One of the strengths of genre film making is that it provides ample opportunity for intelligent writers and directors to secret social, political and cultural commentary beneath the more visceral, lizard brain pleasures of horror, sex and violence. The appeal is easy to see: you can make an insightful, even subversive point without the audience feeling like they are being beaten over the head with an ideology, while still making a film which is actually fun to watch. It's a tricky bit of misdirection to master, but it's largely why the likes of Invasion of the Body Snatchers, Society and Shock Corridor remain so fascinating decades after they were initially released.
Harmony Korine's Spring Breakers falls very much in that B-movie tradition, though the balance between commentary and titillation is geared more towards the latter than the former. On the surface, it looks like a "Girls Gone Wild" video, one with a fairly weak crime plot used as the framework to justify the boozy debauchery and often lecherous camerawork. The film begins with four college students (played by Selena Gomez, Vanessa Hudgens, Ashley Benson and Rachel Korine) preparing to head down to St. Petersburg, Florida to partake in the annual bacchanal of Spring Break. Unfortunately, they don't have nearly enough money to get there and actually do anything. Necessity is the mother of invention, though, and the girls decide to rob a restaurant as a way of bolstering their flagging funds. This serves as their baptism into criminality, one that soon sees them graduate to bigger jobs once they get to Florida.

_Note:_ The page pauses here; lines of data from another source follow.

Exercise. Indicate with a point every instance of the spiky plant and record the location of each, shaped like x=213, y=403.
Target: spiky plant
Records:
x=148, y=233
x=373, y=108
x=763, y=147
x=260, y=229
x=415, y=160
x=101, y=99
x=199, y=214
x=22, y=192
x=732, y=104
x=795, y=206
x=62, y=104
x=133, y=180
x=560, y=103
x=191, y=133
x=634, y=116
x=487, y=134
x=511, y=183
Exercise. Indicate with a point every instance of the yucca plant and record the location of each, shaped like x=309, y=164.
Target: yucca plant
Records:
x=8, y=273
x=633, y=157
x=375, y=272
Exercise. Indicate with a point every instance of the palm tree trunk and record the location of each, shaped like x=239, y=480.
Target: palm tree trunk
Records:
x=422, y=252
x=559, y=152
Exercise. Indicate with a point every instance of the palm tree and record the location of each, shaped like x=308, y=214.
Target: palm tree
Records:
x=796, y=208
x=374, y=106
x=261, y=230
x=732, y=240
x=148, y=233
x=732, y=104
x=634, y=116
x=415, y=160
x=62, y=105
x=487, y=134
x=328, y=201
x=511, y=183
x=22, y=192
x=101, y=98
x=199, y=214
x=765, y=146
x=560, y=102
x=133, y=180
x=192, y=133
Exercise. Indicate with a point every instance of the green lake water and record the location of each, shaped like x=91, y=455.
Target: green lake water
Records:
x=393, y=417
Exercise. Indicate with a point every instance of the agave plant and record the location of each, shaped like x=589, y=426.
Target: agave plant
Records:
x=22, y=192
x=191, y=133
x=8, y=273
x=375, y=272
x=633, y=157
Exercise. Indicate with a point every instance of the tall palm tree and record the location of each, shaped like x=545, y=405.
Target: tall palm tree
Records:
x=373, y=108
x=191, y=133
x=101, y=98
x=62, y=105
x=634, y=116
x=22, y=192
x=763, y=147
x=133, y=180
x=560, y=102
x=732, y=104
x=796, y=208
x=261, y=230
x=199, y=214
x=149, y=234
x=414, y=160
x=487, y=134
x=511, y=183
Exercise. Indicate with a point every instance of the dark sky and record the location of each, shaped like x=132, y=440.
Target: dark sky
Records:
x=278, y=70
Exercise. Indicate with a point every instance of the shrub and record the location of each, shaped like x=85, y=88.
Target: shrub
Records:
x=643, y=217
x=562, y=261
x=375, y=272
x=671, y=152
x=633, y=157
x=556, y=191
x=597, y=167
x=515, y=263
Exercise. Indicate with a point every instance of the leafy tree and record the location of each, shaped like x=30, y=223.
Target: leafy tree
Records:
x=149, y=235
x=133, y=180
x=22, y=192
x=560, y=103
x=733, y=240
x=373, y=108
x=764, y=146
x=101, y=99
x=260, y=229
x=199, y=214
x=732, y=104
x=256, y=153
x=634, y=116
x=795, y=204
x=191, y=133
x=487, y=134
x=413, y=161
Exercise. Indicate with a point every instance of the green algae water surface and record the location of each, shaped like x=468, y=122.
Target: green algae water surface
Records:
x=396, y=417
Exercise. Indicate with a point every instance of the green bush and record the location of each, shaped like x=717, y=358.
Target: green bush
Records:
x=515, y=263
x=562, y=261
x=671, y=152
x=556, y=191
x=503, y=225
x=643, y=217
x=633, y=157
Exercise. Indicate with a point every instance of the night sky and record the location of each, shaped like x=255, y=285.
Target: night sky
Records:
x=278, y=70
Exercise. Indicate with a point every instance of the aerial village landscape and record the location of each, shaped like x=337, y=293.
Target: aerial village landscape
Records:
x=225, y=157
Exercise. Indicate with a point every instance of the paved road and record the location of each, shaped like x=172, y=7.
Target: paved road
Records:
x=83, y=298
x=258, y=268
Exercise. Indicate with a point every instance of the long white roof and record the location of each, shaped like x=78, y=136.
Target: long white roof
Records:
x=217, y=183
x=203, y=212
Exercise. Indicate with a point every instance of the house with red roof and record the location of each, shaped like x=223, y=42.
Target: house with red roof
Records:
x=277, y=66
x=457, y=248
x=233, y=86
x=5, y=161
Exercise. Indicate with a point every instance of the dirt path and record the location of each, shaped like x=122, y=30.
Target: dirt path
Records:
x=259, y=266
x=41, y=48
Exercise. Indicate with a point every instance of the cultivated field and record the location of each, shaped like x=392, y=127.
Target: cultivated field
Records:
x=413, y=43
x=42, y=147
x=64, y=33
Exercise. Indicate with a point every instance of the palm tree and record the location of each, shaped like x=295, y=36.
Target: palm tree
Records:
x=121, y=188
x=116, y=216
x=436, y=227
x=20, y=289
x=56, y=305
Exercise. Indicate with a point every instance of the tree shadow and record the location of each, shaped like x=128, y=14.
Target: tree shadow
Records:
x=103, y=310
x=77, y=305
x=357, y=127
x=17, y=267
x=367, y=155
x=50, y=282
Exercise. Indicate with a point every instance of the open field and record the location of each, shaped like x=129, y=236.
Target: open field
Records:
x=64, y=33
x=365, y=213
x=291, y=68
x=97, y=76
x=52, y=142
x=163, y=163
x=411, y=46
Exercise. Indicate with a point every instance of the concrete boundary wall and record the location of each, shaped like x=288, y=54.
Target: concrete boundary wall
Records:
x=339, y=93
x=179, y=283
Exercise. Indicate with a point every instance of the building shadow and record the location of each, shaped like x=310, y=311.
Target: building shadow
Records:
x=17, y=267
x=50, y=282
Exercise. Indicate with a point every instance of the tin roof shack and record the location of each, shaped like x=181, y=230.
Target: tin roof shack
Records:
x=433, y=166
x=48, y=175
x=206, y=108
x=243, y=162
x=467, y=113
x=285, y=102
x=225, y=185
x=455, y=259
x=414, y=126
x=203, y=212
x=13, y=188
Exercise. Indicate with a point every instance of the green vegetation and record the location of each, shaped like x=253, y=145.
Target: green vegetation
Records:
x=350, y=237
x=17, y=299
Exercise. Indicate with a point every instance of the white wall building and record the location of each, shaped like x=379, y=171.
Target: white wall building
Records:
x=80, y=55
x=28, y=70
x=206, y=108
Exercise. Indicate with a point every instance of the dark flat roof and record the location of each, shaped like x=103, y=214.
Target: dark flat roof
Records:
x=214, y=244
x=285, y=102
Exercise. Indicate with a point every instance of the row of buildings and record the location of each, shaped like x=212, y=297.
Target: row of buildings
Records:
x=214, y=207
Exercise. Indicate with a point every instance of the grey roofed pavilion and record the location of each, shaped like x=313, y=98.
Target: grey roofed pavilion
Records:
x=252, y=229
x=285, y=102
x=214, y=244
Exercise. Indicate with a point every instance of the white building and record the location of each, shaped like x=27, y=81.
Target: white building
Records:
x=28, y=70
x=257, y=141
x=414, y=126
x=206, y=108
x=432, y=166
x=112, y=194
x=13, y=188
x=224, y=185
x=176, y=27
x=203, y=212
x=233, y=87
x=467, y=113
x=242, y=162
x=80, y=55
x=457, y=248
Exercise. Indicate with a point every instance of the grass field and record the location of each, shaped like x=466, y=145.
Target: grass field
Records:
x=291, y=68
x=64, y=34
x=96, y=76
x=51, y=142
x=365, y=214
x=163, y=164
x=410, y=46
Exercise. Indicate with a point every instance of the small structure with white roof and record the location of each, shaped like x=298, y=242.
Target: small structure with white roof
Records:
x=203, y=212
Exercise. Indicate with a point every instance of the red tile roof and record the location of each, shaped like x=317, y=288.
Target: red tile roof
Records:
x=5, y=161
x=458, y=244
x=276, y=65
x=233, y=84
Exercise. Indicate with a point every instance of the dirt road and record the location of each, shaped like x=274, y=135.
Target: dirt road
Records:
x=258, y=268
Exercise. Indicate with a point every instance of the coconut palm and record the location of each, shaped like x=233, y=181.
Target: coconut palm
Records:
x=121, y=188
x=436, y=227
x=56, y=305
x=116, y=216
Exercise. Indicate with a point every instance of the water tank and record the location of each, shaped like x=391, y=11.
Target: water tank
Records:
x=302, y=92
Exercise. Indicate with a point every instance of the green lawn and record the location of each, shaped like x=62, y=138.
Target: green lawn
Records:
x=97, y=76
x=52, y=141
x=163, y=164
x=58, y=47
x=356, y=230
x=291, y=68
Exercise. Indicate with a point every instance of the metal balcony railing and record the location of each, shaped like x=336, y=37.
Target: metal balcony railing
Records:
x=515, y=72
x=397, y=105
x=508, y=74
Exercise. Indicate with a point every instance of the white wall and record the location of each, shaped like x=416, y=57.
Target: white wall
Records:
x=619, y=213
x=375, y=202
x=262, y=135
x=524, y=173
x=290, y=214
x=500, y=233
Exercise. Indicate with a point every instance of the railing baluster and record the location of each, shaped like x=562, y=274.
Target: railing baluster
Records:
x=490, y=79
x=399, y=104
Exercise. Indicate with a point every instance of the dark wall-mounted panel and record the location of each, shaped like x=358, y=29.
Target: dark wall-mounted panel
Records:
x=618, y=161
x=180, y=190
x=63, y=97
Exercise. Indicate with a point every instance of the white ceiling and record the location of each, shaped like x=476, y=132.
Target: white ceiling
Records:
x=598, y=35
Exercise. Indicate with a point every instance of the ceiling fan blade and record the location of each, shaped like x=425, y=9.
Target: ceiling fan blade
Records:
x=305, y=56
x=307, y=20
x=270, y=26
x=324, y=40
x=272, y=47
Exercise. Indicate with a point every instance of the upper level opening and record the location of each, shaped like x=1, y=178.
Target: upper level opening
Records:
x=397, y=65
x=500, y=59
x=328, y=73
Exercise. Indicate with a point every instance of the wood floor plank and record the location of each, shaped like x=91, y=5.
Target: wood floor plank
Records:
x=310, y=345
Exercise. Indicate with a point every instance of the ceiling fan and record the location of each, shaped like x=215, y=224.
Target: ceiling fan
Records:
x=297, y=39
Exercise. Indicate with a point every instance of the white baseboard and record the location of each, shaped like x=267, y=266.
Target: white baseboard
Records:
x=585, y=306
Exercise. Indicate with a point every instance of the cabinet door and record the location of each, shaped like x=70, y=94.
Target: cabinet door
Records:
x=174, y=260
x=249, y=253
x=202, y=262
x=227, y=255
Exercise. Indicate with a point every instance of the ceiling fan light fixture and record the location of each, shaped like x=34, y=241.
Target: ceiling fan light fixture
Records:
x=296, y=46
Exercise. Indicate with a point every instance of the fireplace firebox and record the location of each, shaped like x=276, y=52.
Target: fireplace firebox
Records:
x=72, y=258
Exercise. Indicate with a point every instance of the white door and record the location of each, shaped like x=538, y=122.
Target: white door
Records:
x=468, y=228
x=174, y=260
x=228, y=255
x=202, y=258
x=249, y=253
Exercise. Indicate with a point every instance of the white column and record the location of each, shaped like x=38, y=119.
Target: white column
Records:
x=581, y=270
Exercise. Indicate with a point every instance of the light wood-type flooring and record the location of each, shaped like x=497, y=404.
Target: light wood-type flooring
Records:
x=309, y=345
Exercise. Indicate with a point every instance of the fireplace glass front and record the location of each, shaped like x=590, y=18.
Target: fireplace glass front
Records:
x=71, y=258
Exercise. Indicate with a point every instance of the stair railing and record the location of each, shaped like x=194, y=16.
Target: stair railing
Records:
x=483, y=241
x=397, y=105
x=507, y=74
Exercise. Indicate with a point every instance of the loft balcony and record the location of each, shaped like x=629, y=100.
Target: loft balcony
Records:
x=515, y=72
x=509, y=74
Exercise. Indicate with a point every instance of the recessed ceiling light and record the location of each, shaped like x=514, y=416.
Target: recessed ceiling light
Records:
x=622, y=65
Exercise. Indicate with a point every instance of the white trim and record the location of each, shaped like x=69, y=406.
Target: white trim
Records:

While Spring Breakers is undeniably sleazy and luxuriates in its milieu of young people drinking, doing drugs and not wearing very much, there is a satirical point underpinning it all, albeit one that is as bleary-eyed as most of its characters. Though the scenes of the girls partying with hundreds of like-minded inebriates have a hazy, pounding rhythm to them, helped in no small part by the dubstep heavy soundtrack, they also come across as empty, fleeting experiences that will come to a crashing end when they have to return to the real world. Faith (Gomez) repeatedly calls her grandmother to tell her what a good time she is having, describing Spring Break as an idyll, as something not quite real. While The parties are depicted with a lascivious glee, the scenes in between are often quiet and, particularly in the second half of the film, strangely melancholic. While both the characters and the film acknowledge the fun of drinking and doing stupid things when you're young and stupid, there's also a keen sense of its impermanence.
This sadder tone begins to define the film more and more as it goes along, and particularly after the girls wind up getting arrested for drug possession. Unable to pay their bail, they are saved by Alien (James Franco), a local rapper and minor league drug dealer who finds the sociopathic resolve of the girls beguiling. After taking them back to his large beachfront home and showing off his possessions, or, to use Alien's own words and inflection, to make them look at all his "sheeeyit", he asks them to work for him as a way of paying off their debt. (Most of these robberies are shown during a haunting montage set to Britney Spears' 'Everytime', which marks the point at which the film wholly embraces its sadness, making even a supposedly cathartic final shootout seem less like a thrilling climax than a downbeat denouement.)
It's also during the Alien half of the film - and it is very much a film that can be divided squarely into pre-Alien and Alien halves, in terms of tone, style and overall quality - that the film's commentary reaches outside the actions of its five protagonists to envelope all of America. Both Alien and his rival, Archie (Gucci Mane) describe their opulent lifestyles, crammed with meaningless attainment, as examples of them living the American Dream. In a sense, they're right, in that they have definitely manifested their personal destinies and are able to live exactly the lives that they want to, but in the end it doesn't really amount to much. Similarly, the girls' pursuit of pleasure at any cost eventually leads them to commit acts of violent murder, suggesting that a life of idle enjoyment is not that far removed from one of nihilistic slaughter. Korine makes these leapss with often startling editing choices, giving the film a feverish quality that is both disorientating and intoxicating, and nowhere is this more ably demonstrated than in these dying moments.
However, while the philosophical ideas of the film might be intriguing, and intriguingly similar to those explored by The Great Gatsby (now there's a question I'd never imagined myself asking: "What would F. Scott Fitzgerald have made of Spring Breakers?"), it's also during the second half that the film lags noticeably. Apart from Franco's captivating, disquieting performance as Alien, the gang war aspect of the film never feels as vital or interesting as the scenes of the girls being self-involved and having fun in the first half. It winds up feeling like a less engaging Russ Meyer film; plenty of titillation but no spark. Its best moments, such as the aforementioned use of Britney Spears, come close to matching the intoxicated wooziness of the first part, but overall it feels too mechanical, and too much like Korine is lining up all the pieces for the final battle, in the process losing the loose, organic feel that makes the first half interesting.
It gradually loses the aspects that make it so fascinating, and its obsession with bare flesh is a touch masturbatory, but when it works, Spring Breakers is a hallucinatory and bizarre examination of errant youth that has something to say. It ultimately says it in a way which is slurred and barely comprehensible, but its boozy enthusiasm just about wins the day.